Detecting out-of-distribution text using topological features of transformer-based language models
Andres Pollano, Anupam Chaudhuri, Anj Simmons
TL;DR
This work investigates detecting out-of-distribution (OOD) text inputs by extracting topological features from self-attention maps in transformer models, and compares them to traditional CLS-based sentence embeddings in BERT. By transforming attention maps into graphs and applying persistent homology via Vietoris-Rips filtration, the authors derive topological feature vectors that feed distance-based OOD scores (Mahalanobis and k-NN).
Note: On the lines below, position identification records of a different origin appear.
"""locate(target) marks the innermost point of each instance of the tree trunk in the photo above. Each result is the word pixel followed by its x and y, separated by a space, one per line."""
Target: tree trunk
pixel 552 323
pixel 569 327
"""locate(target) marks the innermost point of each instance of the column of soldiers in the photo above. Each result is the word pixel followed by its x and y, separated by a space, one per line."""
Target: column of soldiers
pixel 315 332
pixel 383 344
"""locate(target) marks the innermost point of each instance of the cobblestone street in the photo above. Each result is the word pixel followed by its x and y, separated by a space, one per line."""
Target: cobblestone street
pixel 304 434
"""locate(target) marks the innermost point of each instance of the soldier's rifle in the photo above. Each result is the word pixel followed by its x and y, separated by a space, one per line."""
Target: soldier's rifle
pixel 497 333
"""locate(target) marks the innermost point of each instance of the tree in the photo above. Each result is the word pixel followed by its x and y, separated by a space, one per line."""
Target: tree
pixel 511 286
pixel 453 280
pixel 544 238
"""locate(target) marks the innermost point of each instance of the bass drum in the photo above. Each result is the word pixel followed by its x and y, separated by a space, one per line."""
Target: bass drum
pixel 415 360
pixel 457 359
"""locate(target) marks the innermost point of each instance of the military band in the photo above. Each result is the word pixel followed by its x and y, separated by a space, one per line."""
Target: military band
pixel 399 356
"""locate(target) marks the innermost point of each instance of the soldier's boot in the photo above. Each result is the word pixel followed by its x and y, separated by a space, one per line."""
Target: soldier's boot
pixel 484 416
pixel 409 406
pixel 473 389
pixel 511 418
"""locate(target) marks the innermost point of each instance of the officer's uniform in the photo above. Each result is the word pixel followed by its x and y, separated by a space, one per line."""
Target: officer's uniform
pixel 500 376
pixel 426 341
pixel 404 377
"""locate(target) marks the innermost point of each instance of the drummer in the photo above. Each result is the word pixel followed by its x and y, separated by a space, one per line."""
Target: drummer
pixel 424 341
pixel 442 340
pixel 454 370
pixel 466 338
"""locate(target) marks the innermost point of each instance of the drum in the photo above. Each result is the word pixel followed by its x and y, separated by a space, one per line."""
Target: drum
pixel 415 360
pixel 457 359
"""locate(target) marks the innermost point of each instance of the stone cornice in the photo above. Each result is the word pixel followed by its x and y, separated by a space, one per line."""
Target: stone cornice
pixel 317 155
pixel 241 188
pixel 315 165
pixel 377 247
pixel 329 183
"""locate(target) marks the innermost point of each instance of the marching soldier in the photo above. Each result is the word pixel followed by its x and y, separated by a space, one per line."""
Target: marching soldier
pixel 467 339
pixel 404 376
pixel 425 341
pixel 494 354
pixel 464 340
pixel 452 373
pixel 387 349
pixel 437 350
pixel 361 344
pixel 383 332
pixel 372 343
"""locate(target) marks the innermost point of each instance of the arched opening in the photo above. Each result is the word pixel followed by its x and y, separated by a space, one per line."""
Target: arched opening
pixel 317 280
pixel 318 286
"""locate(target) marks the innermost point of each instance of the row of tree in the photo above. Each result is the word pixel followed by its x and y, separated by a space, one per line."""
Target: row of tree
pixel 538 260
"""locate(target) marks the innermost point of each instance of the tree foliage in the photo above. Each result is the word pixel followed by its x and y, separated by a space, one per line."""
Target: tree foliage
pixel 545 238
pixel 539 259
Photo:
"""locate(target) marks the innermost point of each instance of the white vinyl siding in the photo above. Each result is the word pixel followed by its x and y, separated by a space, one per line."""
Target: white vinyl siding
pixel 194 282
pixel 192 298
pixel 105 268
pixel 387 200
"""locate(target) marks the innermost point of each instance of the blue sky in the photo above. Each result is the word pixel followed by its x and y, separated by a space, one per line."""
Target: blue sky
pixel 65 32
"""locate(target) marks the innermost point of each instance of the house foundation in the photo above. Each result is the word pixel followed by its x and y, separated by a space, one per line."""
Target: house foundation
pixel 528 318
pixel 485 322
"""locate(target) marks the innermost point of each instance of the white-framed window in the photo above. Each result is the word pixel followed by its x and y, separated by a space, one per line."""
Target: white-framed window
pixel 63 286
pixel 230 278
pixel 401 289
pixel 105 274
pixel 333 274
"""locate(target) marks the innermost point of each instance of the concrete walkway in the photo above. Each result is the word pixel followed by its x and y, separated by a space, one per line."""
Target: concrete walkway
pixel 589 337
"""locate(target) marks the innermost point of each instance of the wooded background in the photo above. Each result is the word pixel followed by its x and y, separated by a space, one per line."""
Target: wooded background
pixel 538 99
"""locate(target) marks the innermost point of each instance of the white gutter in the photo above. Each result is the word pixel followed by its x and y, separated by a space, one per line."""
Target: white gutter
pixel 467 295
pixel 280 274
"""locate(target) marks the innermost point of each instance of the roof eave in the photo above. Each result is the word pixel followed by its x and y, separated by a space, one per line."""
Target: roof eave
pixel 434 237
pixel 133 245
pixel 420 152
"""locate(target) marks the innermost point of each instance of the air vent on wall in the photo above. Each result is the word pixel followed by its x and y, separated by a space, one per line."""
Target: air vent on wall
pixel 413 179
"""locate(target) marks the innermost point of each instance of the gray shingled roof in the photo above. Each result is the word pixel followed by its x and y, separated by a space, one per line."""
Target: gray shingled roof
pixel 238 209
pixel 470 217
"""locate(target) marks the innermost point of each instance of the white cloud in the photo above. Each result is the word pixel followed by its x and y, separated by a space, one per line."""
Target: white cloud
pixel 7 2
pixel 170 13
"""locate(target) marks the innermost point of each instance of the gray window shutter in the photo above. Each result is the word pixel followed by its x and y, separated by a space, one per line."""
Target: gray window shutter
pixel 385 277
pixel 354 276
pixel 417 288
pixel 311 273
Empirical results show that topology-based features excel at identifying far OOD (e.g., IMDB reviews) but struggle with near-domain and same-domain shifts, while CLS embeddings perform better on near/same-domain data, especially after fine-tuning. The study highlights the potential of topological methods to capture structural textual information and suggests combining topology with semantic embeddings for robust OOD detection in NLP applications.
Abstract
To safeguard machine learning systems that operate on textual data against out-of-distribution (OOD) inputs that could cause unpredictable behaviour, we explore the use of topological features of self-attention maps from transformer-based language models to detect when input text is out of distribution. Self-attention forms the core of transformer-based language models, dynamically assigning vectors to words based on context, thus in theory our methodology is applicable to any transformer-based language model with multihead self-attention. We evaluate our approach on BERT and compare it to a traditional OOD approach using CLS embeddings. Our results show that our approach outperforms CLS embeddings in distinguishing in-distribution samples from far-out-of-domain samples, but struggles with near or same-domain datasets.